Wednesday, September 07, 2005

Blame For Lawlessness Goes Well Before Katrina

as Mr. Goodwin points out in this editorial.
Let's take a break from the joy of Bush bashing to reveal the dirty little secret of New Orleans: Its local government deserves an F for its planning and response to Katrina.

Matt was kind enough to get me a copy of the NOLA plan, which I am now disseminating. I will get back to the readership with analysis, but my early hunches are shown to be correct: the mayor and governor dragged their feet in implementing, and in most cases, plain ignored, their own disaster plan. So, therefore, how is that Bush's fault? Well, let's get on with Mr. Goodwin's commentary:
That narrative has all the accuracy of a historic novel: it takes two undisputed facts - the feds were slow and New Orleans is largely black and poor - and weaves in pure fiction to make the desired link.

The charge of racism-inspired foot-dragging isn't just nonsense. It's pernicious nonsense, as in destructive and malicious. You know that's a fact because loony Howard Dean, the Democratic Party boss, is now peddling it. He's joined by Jesse Jackson, who said the squalor in New Orleans "looks like the hull of a slave ship." Oh, please.


Yep, when Screamin' Dean and JayJay the Jet Plane get involved, you know there are lies and racebaiting coming....

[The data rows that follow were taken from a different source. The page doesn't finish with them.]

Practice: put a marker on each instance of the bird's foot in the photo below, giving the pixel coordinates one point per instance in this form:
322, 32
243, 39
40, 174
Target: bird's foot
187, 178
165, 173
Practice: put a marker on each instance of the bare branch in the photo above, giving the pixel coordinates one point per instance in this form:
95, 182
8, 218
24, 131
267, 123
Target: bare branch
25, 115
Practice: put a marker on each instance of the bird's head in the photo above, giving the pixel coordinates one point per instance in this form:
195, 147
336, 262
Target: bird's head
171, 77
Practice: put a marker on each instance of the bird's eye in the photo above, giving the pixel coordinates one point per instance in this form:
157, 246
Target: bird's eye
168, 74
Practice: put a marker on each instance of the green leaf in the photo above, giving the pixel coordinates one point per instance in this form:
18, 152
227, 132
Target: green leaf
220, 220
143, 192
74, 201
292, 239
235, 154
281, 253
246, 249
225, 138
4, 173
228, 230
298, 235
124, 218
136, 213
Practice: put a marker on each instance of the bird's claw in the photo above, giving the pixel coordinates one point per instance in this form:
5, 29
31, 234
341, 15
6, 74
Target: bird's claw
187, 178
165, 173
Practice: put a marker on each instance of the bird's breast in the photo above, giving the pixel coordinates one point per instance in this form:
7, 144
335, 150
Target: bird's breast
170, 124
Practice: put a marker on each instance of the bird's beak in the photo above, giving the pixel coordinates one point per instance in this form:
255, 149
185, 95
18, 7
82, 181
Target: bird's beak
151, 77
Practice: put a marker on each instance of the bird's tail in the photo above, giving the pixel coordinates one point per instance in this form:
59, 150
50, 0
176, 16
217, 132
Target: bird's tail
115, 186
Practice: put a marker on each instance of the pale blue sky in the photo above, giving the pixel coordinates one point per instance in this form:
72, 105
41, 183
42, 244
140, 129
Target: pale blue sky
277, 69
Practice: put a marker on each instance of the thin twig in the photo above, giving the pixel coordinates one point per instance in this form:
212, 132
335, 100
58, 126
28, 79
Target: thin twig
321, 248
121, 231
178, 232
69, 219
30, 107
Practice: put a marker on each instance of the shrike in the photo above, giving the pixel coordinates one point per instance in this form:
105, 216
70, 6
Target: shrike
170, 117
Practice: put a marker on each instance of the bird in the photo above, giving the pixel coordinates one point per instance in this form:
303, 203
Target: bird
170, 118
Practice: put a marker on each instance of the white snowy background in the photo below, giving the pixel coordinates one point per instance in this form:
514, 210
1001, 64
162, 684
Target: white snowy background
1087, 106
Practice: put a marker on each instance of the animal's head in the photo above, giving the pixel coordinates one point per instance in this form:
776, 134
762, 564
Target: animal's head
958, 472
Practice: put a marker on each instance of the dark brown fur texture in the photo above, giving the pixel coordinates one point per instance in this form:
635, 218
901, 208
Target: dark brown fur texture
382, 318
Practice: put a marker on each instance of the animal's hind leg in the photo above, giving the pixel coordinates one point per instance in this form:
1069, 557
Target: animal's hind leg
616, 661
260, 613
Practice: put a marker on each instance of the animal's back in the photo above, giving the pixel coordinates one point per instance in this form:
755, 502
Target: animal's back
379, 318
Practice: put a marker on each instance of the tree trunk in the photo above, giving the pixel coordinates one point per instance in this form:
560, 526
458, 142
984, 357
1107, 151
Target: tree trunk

let's look at New Orleans before Katrina.

Start with crime. That looters ran unchecked after the hurricane isn't surprising when you consider that criminals have had the run of the city for years.

It is a perennial contender for Murder Capital. The 264 homicides last year were a drop of only 11 from 2003 - and the first decline in five years.

New Orleans, with fewer than 500,000 people, had almost half the murders of New York, which had 570 homicides last year in a city of more than 8 million. Put another way, if New York had New Orleans' murder rate, we would have more than 4,200 murders a year.

Wow, maybe if tough as nails Ray Nagin were doing something to get law enforcement on the ball, many of the degenerates who took advantage of this tragedy would be locked up, or better yet, dead. I have no sympathy for the rapists and murderers. None. However, the author makes a point: how can a city so small have so many homicides on a continual basis? Sounds like the cops aren't getting it done, or perhaps there are problems with budgets, like too many junkets for the mayor, or too much spent on entertainment?
Nearly a third of New Orleans cops - some 500 of the 1,600 - are now unaccounted for. The department says some quit, but it doesn't know where most of them are.

The top cop, Eddie Compass, has responded by offering all officers paid vacations to Las Vegas and Atlanta. Yes, that's right - he is pulling all cops off the street, even while bodies lie in the open. Never in New York.

WHAT? This is preposterous. These men and women have a duty. That some of them have deserted is sad....

Then there's Mayor Ray Nagin, a Democrat, who has blamed everybody but himself. Maybe he has forgotten his plans for dealing with Katrina.

Last July, his office prepared DVDs warning that, if the city ever had to be evacuated, residents were on their own. According to a July 24 article in The Times-Picayune (spotted by the Web's Drudge Report), "Mayor Ray Nagin, local Red Cross Executive Director Kay Wilkins and City Council President Oliver Thomas drive home the word that the city does not have the resources to move out of harm's way an estimated 134,000 people without transportation."

"You're responsible for your safety, and you should be responsible for the person next to you," one official said of the message.

And how's this for preparation? Cops were told not to work on the day Katrina hit, one officer told The New York Times, but "to come in the next day, to save money on their budget."

By all means, let's investigate what went wrong in New Orleans. Let's start in City Hall.


Wow, the mayor realized the problem last July, but made no efforts to improve upon the situation, like you know, drafting those 200 or so buses that were left to get carried out to sea, those buses that could have been commandeered to get people out. Hmmm, and doesn't the NOLA plan provide for that? Yep. Hmmm.....interesting, then, how we can blame the President for not implementing A STATE AND LOCAL PLAN....maybe some people should take a remedial government course....

And that last comment about sending cops home during the storm to help the budget--that is borderline insanity....everyone knows you need first responders in crises. To send them home is a travesty, and is just as much a crime as any slowness of FEMA.